Published Date: 2019-05-24 | Source: Stephen Gunnion | Author: Stephen Gunnion | Comments

Mediclinic nursing Hirslanden back to health

The private hospitals group says tariff reductions due to regulatory changes will continue to impact its Swiss operation in the short term.

Mediclinic says steps taken to improve the performance of Hirslanden in Switzerland have helped moderate the financial impact of regulatory changes. Unfortunately, they haven't mitigated against a poor first-half performance, with the result that the private hospitals network has weighed on the group's full-year results - including a hefty impairment.

CEO Dr Ronnie van der Merwe says all Swiss hospital operators have been affected by rapidly implemented regulatory changes over the last 18 months. The changes relate to outpatient tariff reductions and outmigration of care. In the meantime, the group has continued to invest across all regions, opening several day case clinics in Switzerland and Mediclinic Southern Africa. It also opened the Mediclinic Parkview Hospital in Dubai and integrated new investments into the group.

For the year to end-March, the lower contribution from Hirslanden was offset by an improved second-half performance from its Southern Africa and Middle East operations. In the UK, Spire Healthcare reported a 53% decline in adjusted profit after tax to £27.5 million. The 29.9% stake in Spire is equity accounted. Mediclinic said full-year income from associates was slightly lower at £2.7 million.

Revenue rose 2% to £2.93 billion and was 4% higher in constant currency terms. Adjusted earnings before interest, tax, depreciation, and amortisation (EBITDA) fell 4% to £493 million and was down 2% in constant currency. The group said the decline reflected the impact of the regulatory changes on Hirslanden. Its reported loss of £151 million reflected a non-cash impairment charge on its investment in Spire in the UK as well as impairment charges of £241 million on Hirslanden. Adjusted earnings per share fell 10% to 26.9p and it's maintained its full-year dividend at 7.9p.

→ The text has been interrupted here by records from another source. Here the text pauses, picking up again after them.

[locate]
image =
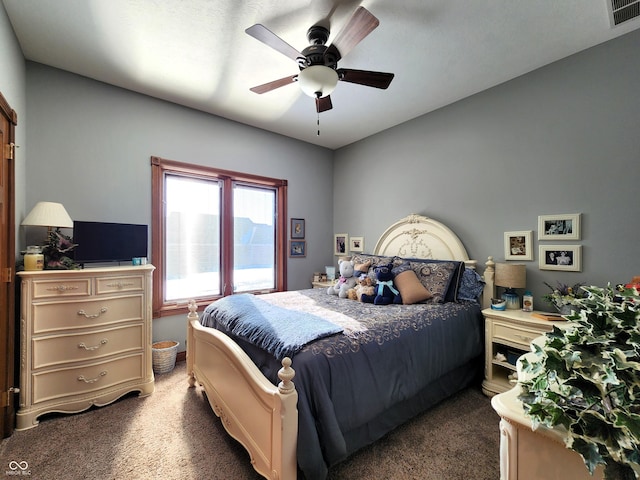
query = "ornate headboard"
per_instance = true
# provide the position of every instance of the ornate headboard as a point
(416, 236)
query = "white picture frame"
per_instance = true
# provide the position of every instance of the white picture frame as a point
(559, 227)
(566, 258)
(356, 244)
(518, 245)
(341, 244)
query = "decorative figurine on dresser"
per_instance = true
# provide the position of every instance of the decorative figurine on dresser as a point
(85, 339)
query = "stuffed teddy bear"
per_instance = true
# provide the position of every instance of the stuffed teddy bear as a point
(364, 286)
(346, 280)
(385, 292)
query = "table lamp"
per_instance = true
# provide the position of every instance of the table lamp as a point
(511, 276)
(48, 214)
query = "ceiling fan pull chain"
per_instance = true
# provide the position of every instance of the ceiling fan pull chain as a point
(318, 111)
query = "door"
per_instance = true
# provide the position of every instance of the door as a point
(8, 120)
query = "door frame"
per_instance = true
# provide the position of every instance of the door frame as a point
(7, 271)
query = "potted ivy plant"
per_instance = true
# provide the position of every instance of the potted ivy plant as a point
(585, 379)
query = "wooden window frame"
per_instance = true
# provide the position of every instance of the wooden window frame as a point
(159, 168)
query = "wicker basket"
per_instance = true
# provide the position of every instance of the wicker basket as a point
(164, 356)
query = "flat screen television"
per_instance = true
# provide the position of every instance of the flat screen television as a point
(104, 242)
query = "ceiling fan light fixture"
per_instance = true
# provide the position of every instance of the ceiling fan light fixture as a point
(318, 79)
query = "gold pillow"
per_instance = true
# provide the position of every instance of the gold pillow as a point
(410, 288)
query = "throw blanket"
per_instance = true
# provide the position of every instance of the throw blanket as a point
(277, 330)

Although the group expects Hirslanden to report modest revenue growth in the year ahead, it said the anticipated cost management and efficiency savings it's aiming for are likely to be more than offset by reductions in tariffs and the operational effects of outmigration. Over the medium term, and assuming no further regulatory changes, its operating performance is expected to be supported by benefits from its 2020 strategic project. The project is aimed at accessing the most appropriate outpatient solution for each hospital in the network and increasing efficiencies by implementing standardised systems and processes.

Mediclinic's shares ended 0.4% down at R59.49 yesterday.